Hi, it’s Lynette from @mchi’s team, the issue can be reproduced, thanks for the sharing. Here is the patch to modify the output dimension:

diff --git a/plugin/batchedNMSPlugin/batchedNMSPlugin.cpp b/plugin/batchedNMSPlugin/batchedNMSPlugin.cpp
index 3d09910..842a3f2 100644
--- a/plugin/batchedNMSPlugin/batchedNMSPlugin.cpp
+++ b/plugin/batchedNMSPlugin/batchedNMSPlugin.cpp
@@ -159,7 +159,8 @@ Dims BatchedNMSPlugin::getOutputDimensions(int index, const Dims* inputs, int nb
         if (index == 0)
         {
             Dims dim0{};
-            dim0.nbDims = 0;
+            dim0.nbDims = 1;
+            dim0.d[0] = 1;
             return dim0;
         }
         // nmsed_boxes

You may patch it to TensorRT OSS and rebuild the plugin library.

$ git clone https://github.com/NVIDIA/TensorRT.git
$ cd TensorRT/
$ git submodule update --init --recursive
$ mkdir -p build && cd build
$ cmake .. -DTRT_LIB_DIR=/usr/lib/aarch64-linux-gnu -DTRT_OUT_DIR=`pwd`/out
// modify the 162 line of plugin/batchedNMSPlugin/batchedNMSPlugin.cpp
$ make plugin -j$(nproc)
// Replace the existed plugin library
$ sudo cp libnvinfer_plugin.so.8.*.* /lib/aarch64-linux-gnu/libnvinfer_plugin.so.8.*.*

Could you have a try and feedback to us? Thanks~

2 Likes

Thanks @lynettez , I will try this week. I am going to inform you.

Hi @lynettez ,
It works, thank you!

However the generated engine file with BatchedNMSDynamic_TRT is faster than the engine file with BatchedNMS_TRT. I did not expect this.

By faster I mean following:

  • yolo4-csp with batch=4 with BatchedNMSDynamic_TRT gives me: 130FPS for each input stream, in total 520FPS (total=4*130)
  • yolo4-csp with batch=4 with BatchedNMS_TRT gives me 118FPS for each input stream, in total 472FPS (4*118)

In both cases the GPU was utilized for 100% and no bottleneck was there, so it seems to me weird that BatchedNMSDynamic_TRT is really faster.

Thank you for your time!

can you use command below to dump the per layer time and share with us the log?

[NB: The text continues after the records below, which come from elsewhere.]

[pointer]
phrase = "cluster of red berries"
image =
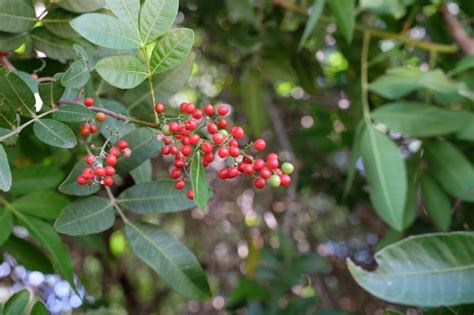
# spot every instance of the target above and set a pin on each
(182, 138)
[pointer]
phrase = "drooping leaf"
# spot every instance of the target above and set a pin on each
(419, 120)
(173, 262)
(54, 133)
(124, 72)
(106, 31)
(5, 173)
(171, 49)
(199, 181)
(71, 187)
(386, 174)
(436, 202)
(16, 16)
(154, 197)
(344, 13)
(157, 17)
(42, 204)
(408, 271)
(86, 216)
(451, 169)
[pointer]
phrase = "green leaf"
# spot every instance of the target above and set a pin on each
(71, 187)
(344, 13)
(42, 204)
(50, 92)
(76, 76)
(199, 181)
(157, 17)
(451, 169)
(124, 72)
(53, 46)
(17, 303)
(436, 202)
(47, 237)
(6, 225)
(54, 133)
(169, 258)
(143, 143)
(419, 120)
(252, 94)
(16, 16)
(86, 216)
(73, 113)
(106, 31)
(171, 49)
(316, 11)
(154, 197)
(387, 176)
(426, 270)
(5, 173)
(143, 173)
(11, 41)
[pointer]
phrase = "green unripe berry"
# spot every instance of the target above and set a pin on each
(287, 168)
(274, 181)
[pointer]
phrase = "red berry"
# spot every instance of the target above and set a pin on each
(89, 101)
(111, 160)
(109, 170)
(108, 181)
(209, 109)
(122, 144)
(159, 108)
(222, 110)
(259, 144)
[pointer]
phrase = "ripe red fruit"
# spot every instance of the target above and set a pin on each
(122, 144)
(89, 101)
(222, 110)
(108, 181)
(179, 184)
(209, 109)
(259, 144)
(260, 183)
(109, 170)
(218, 138)
(159, 108)
(190, 194)
(111, 160)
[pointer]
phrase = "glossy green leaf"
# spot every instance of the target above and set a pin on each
(419, 120)
(154, 197)
(316, 11)
(73, 113)
(436, 202)
(54, 133)
(344, 13)
(386, 174)
(143, 143)
(42, 204)
(426, 270)
(17, 303)
(53, 46)
(5, 173)
(86, 216)
(451, 169)
(71, 187)
(171, 49)
(6, 225)
(106, 31)
(199, 181)
(157, 17)
(124, 72)
(173, 262)
(16, 16)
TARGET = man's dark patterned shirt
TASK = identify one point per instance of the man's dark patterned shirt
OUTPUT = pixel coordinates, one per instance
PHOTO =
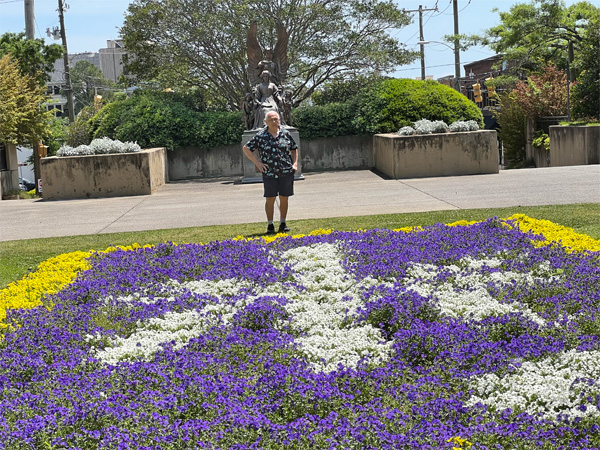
(274, 151)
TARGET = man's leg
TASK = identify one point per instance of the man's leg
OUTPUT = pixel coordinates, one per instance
(270, 207)
(283, 202)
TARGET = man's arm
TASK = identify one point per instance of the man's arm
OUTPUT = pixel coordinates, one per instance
(252, 157)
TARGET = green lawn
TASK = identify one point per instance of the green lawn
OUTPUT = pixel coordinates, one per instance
(17, 258)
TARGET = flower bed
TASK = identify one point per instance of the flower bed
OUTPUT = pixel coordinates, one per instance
(476, 335)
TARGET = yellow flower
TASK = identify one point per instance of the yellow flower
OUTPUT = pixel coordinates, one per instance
(462, 443)
(554, 233)
(50, 277)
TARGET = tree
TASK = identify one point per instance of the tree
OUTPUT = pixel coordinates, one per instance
(532, 34)
(186, 43)
(34, 58)
(86, 78)
(586, 93)
(22, 121)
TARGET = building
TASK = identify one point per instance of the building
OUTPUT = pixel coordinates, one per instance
(109, 60)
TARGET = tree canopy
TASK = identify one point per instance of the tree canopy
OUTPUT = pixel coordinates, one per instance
(532, 34)
(33, 56)
(86, 78)
(180, 43)
(22, 121)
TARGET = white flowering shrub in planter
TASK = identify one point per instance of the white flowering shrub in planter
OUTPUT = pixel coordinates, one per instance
(100, 146)
(425, 126)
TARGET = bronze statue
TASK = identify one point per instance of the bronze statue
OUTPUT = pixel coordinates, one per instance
(267, 98)
(287, 108)
(267, 71)
(274, 60)
(248, 110)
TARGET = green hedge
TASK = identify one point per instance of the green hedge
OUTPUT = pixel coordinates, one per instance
(333, 119)
(385, 107)
(161, 121)
(392, 104)
(173, 121)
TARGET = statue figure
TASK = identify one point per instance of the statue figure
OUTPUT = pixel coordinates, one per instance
(274, 60)
(248, 110)
(267, 71)
(266, 98)
(287, 108)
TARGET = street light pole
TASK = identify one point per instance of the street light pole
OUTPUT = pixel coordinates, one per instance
(456, 46)
(66, 60)
(421, 38)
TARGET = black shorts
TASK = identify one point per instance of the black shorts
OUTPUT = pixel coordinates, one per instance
(284, 185)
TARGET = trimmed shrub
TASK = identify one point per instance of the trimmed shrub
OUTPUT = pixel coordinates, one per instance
(163, 120)
(333, 119)
(392, 104)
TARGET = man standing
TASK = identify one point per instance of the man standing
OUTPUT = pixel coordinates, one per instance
(277, 160)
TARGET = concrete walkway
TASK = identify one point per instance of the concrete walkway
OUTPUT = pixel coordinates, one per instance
(319, 195)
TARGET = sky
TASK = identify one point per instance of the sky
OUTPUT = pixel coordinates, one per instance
(90, 23)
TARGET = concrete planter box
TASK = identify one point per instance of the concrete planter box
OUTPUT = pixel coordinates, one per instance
(113, 175)
(332, 153)
(574, 145)
(435, 155)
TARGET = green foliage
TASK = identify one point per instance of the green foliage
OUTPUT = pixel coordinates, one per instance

/usr/src/tensorrt/bin/trtexec --loadEngine=TRT_Engine_generated_in_DeepStream --dumpProfile

1 Like

Ok, I did it again and now the models have the same FPS (around 4 * 130FPS). It was probably caused by wrong version of tensorrt (my version is 8.0 and I put there TensorRT OSS version of 8.2).

The logs are here:
yolov4-csp_b4_fp16_static_batch_nms.txt (72.4 KB)

yolov4-csp_b4_fp16_dynamic_batch_nms.txt (72.6 KB)

The node_of_num_detections is worth noting because its time is more than 500ms for both models.

This topic was automatically closed 14 days after the last reply. New replies are no longer allowed.